スクエラはホワイトボードの下で、忙しそうに付箋を並べ替えていた。
白石「チームの割り振りはどうします?」
神谷「こちらで案を作っています。チーム名は皆さんで決めてみましょう。」
チーム編成と役割
ホワイトボードに三つの枠が描かれた。
神谷「まず一つ目、“顧客接点DXチーム”。お客様や社内外とのコミュニケーションを扱う領域です。白石さん、森山さん、水野さん、榊原さん。スクエラがサポートに入ります。」
水野「外の声を拾うチームですね。現場で試してみたいアイデア、たくさんあります!」
榊原「いいね。データをどう活かすかも考えてみよう。」
スクエラがうれしそうにうなずきながら、ホワイトボードの隅に「顧客接点=つながる力」と書き込んだ。
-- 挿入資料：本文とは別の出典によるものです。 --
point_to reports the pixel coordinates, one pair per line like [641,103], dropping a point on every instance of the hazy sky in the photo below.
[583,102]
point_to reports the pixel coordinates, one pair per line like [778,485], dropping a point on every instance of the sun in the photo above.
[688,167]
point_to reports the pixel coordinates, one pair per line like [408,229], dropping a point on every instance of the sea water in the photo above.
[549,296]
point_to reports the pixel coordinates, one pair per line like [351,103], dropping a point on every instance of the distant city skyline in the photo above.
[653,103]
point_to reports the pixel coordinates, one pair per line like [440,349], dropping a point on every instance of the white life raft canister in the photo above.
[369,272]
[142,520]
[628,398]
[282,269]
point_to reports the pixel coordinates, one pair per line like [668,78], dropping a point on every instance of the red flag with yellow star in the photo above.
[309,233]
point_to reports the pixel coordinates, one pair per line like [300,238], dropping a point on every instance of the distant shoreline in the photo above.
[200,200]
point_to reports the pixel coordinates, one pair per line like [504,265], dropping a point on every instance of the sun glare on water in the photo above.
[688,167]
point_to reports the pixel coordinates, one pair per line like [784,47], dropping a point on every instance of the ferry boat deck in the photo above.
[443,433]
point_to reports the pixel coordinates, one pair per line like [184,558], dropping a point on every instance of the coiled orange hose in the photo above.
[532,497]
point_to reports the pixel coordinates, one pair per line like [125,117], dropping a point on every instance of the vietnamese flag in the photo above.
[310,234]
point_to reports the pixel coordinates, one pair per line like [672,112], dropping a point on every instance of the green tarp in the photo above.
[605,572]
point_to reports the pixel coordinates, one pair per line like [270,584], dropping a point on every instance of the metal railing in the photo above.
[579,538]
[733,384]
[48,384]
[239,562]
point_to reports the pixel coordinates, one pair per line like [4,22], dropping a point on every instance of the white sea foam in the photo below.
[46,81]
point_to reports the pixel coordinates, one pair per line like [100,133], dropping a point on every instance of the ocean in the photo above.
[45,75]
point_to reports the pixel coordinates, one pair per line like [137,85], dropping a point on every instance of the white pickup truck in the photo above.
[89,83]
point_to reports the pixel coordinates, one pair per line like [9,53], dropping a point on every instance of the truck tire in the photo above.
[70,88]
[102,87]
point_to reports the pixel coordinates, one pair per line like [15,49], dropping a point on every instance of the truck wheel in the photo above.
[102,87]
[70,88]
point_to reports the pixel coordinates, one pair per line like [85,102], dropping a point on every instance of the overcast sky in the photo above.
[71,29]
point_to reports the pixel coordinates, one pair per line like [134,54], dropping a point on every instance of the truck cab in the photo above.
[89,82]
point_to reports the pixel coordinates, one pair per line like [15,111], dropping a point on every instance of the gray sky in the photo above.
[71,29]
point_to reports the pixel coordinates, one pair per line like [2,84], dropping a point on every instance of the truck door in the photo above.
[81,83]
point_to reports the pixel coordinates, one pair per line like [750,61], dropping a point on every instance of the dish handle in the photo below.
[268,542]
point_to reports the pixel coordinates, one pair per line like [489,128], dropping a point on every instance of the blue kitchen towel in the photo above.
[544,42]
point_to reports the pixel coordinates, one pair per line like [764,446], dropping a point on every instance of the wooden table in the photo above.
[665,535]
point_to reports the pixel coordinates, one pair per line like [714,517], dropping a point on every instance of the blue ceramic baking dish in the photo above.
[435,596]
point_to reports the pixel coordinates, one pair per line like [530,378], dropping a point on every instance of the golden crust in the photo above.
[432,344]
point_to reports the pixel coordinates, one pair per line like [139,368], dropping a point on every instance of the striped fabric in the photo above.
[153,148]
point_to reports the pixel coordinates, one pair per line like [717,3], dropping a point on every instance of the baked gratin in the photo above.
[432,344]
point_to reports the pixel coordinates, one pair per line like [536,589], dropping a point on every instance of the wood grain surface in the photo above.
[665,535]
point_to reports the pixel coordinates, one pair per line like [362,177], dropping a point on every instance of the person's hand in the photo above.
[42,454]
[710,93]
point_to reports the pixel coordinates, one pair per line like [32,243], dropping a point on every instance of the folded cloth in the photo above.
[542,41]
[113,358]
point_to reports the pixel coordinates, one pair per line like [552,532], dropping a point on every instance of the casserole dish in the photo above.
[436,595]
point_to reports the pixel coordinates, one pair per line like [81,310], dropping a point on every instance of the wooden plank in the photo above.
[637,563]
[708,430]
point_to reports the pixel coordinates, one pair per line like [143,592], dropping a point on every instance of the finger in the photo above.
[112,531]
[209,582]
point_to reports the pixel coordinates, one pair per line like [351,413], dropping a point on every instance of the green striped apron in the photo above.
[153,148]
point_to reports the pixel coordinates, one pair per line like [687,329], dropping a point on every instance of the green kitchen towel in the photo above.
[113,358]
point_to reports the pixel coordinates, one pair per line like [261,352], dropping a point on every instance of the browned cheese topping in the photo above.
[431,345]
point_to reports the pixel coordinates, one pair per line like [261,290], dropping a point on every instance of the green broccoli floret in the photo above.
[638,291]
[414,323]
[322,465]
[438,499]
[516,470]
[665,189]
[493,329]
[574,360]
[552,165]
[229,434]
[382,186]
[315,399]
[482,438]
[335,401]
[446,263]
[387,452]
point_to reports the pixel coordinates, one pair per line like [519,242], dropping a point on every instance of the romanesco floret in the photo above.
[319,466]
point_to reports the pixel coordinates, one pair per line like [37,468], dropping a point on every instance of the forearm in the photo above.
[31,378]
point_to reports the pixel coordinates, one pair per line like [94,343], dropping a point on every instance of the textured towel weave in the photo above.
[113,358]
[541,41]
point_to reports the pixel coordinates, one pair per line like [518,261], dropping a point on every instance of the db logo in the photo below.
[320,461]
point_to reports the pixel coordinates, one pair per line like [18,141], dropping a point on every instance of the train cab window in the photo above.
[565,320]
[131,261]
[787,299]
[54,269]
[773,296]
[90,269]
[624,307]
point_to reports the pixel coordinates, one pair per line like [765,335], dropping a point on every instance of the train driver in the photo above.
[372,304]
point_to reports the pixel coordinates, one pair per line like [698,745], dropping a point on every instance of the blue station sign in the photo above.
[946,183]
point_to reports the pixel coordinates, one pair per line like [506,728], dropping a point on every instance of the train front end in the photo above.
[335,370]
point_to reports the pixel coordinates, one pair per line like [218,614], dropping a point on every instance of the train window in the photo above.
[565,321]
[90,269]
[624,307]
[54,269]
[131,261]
神谷「次に、“制作・開発DXチーム”。綾瀬さんと本田さん。
システム設計や資料作成の効率化を担当します。綾瀬さん、本田さんのフォローもお願いします。」
綾瀬「了解です!ちょうどAIツールの活用も試してみたかったところ。」
本田「がんばります!」
笑顔の本田の背後で、スクエラが小さく親指を立てた。
神谷「そして“三つ目が社内運営DXチーム”。早川さんと私が中心です。
日常の申請や経理、情報管理などを整えていく役割。スクエラも、データ整理をお願いね。」
早川「了解です。まずは経費処理から見直してみましょうか。」
神谷「うん、申請フォームの設計も変えていけそう。」
小さな一歩から
三つのチームが次々に動き出す。
会議室の空気が少し熱を帯び、壁際に貼られた模造紙に新しい付箋が増えていく。
森山「こうして見ると、社内全部の仕事がどこかのチームに関わってくるんですね。」
神谷「ええ。だからこそ、どこからでも始められる。大切なのは“まずやってみる”こと。」
スクエラが「やってみよう!」と声を上げ、全員の笑いが広がる。
その笑顔の輪の中に、確かな前進の兆しがあった。
🗂️ チーム分担表(参考資料)
| チーム名 | 担当者 | 主な領域 | 具体的業務例 |
|---|---|---|---|
| 顧客接点DXチーム | 白石、森山、水野、榊原 | コミュニケーション業務・会議・顧客対応 | メール・チャット対応、会議の効率化、顧客サポート改善 |
| 制作・開発DXチーム | 綾瀬、本田 | ドキュメント作成・開発・企画 | 提案書作成支援、自動化ツール活用、設計レビュー |
| 社内運営DXチーム | 神谷、早川 | 運用・管理・教育・情報セキュリティ | 経費申請、勤怠・人事管理、情報セキュリティ更新 |
会議が終わる頃には、ホワイトボードの中央に大きな言葉が残された。
「小さく始めて、大きく育てる。」
その言葉に、Seaside CloudworksのDXは新たな章を迎えようとしていた。